Отец же Никандр отвечал гостю словами Спасителя:

— Где два или три собраны о имени Моем, там есмь Аз посреди их. Воссиявает же Господь наш лучи солнечные как на лукавых, так и на благих, в гонении и утеснении пребывающих.

Иезуит нашел нужным придать словам хозяина такой смысл, будто тот жалобится на свое собственное «утесненное» положение, и выразил некоторое удивление и «непритворное» соболезнование, что «собрат» его живет столь скудно, что даже референда (ряса) на нем не доброприлична: князю Вишневецкому, «сему мужу нарочито цесарскому», зазорно де, что ни говори, держать в черном теле его, стража Божия, хотя бы и чуждого закона.

Отец Никандр был по-прежнему настороже и отозвался с тою же кротостью, что он благ земных не тщится, ибо и жену, и двух деток давно схоронил; не в гору-де ему живется, а под гору: что ему, маломощному старцу, нужно? Хлебца да водицы — и жив, пока Бог грехам терпит.

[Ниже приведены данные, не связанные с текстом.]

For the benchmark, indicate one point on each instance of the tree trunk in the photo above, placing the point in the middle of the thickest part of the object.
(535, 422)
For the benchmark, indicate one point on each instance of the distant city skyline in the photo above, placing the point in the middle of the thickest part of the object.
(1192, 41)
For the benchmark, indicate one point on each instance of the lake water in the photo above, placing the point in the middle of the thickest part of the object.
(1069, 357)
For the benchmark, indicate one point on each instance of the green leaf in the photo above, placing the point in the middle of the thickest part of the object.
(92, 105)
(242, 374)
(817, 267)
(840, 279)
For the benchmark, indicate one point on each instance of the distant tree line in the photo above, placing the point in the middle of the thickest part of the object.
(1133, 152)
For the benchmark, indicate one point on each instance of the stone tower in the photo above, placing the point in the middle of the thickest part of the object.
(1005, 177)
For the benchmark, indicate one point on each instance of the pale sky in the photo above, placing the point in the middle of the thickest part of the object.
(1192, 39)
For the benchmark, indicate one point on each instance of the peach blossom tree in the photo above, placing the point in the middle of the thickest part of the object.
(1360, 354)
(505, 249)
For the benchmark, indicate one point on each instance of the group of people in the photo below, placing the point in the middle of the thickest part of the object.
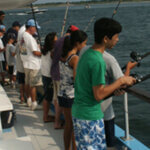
(76, 78)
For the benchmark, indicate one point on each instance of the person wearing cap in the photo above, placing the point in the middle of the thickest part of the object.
(2, 50)
(31, 58)
(19, 66)
(55, 74)
(10, 58)
(2, 16)
(14, 29)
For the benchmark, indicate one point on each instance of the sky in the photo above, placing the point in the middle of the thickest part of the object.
(50, 1)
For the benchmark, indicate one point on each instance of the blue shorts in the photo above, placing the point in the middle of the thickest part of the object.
(21, 78)
(48, 88)
(89, 134)
(65, 102)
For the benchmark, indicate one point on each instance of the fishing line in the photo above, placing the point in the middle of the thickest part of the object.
(33, 13)
(65, 18)
(137, 58)
(93, 18)
(138, 78)
(115, 10)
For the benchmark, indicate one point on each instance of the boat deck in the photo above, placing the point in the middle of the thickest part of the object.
(30, 123)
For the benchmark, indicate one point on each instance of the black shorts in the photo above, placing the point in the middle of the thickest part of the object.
(65, 102)
(48, 88)
(10, 70)
(21, 78)
(110, 132)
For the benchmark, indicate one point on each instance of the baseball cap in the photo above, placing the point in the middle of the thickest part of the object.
(16, 23)
(32, 23)
(2, 28)
(72, 28)
(11, 36)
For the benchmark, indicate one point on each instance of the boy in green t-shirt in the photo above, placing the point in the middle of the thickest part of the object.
(90, 87)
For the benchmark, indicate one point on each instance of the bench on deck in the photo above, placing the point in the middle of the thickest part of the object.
(132, 144)
(21, 143)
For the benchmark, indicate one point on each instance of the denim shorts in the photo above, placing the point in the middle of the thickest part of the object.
(89, 134)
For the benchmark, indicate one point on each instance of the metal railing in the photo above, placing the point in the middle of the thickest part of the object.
(141, 95)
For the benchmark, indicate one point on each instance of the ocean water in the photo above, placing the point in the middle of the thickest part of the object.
(135, 19)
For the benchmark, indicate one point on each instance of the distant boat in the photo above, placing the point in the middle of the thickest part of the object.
(87, 6)
(36, 10)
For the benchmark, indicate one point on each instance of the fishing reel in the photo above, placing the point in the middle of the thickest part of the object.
(138, 77)
(135, 56)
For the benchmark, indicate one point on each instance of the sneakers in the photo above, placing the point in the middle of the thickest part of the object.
(34, 105)
(29, 102)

Гость согласился, что «мы прах и тень» («pulvis et umbra sumus»), но все же не мог не выразить прискорбия по поводу того, что у досточтимого хозяина не только не имеется, как он слышал, «викария», наместника, на случай его болезни, отлучки и т. п., но по смерти последнего дьячка, последнего пономаря, не дано ему новых, и сам он, отец Никандр, вынужден по воскресным дням с колокольни трезвонить.

Этот удар попал ближе к цели. В голосе отца Никандра звучало уже легкое раздражение, когда он отозвался, что готов смиренно нести свой жребий, выполнять свой священнослужительский долг, доколе слабых сил его хватит; но что одно ему, точно, больно и горько: что князь-то его, коего своеручно он полвека назад вынул из купели, ныне веры истинной отступился и обычаев и дел добрых праотцев своих удалился.

Патер Сераковский выразил полное сочувствие его сетованию, но вместе с тем и благодарность случаю, давшему ему встретиться со столь ревностным поборником восточной церкви, с коим «подиспутировать» он себе в особенное удовольствие поставит. Допуская со своей стороны, что лучшие времена православия в крае миновали, иезуит просил «собрата» оглянуться, однако, на историю церкви. Что являет она? Нудил ли кто литовцев и западных, и южных креститься в римскую веру? Когда Ягайло, князь литовский, два с лишком века назад, женился на королевне польской Ядвиге и обрел с нею польскую корону, не добровольно ли принял он латынство, не добровольно ли, купно с ним, и высшие вельможи литовские признали римского папу, хотя король Ягайло торжественно обещал им — ни веры их, ни обычаев и обрядов стародавних не трогать, лишь бы признали над собою главенство папы.

— Лишь бы признали! Лишь бы отреклися, стало, от своей исконной веры! — видимо все более волнуясь, подхватил отец Никандр. — А кто-де не признает папы — тому все пути навек заказаны? Ну, и признавали малодушные, кто славы ради мимотекущей, кто сребролюбия, кто сладостей мира сего ради. Но благодарение Всевышнему, здешний простой народ, темные миряне, непопорченные иноземною кровию потомки Несторовских древлян, за малыми изъятиями, остались в законе истинном веками непоколебимы, и доныне о папе римском слышать не желают.

Патер Сераковский, нимало сам не возвышая голоса, просил собеседника оставить пока в покое вопрос о происхождении местного населения, в жилах которого течет, пожалуй, также кровь древних дреговичей, а то и поляков; равно не касаться главенства папы — вопроса спорного еще и у западных теологов. В одном пункте, говорил он, — у них все-таки едва ли может быть разноречие: касательно зловредных отщепенцев из немечины — «кальвинов и евангеликов, согласников лютеранского раскола». Эти — общий их, смертельный враг, от коего латынцы, пожалуй, потерпели пуще даже православных: по всей Литве костелы их обращены были в кирхи, монастыри католические позакрыты, ксендзы разогнаны, либо переженены, так что в Жмуди, например, из 700 приходов латынских всего навсего 6 осталося, а в иных местах и того меней. В поддержание-то коренной веры Христовой противу сей новой злокачественной ереси королем Сигизмундом-Августом и учинена была великая Люблинская уния, коей с поляками уравнены и литовцы, и украинцы во всех правах их — и в свободном исповедовании отцовского закона.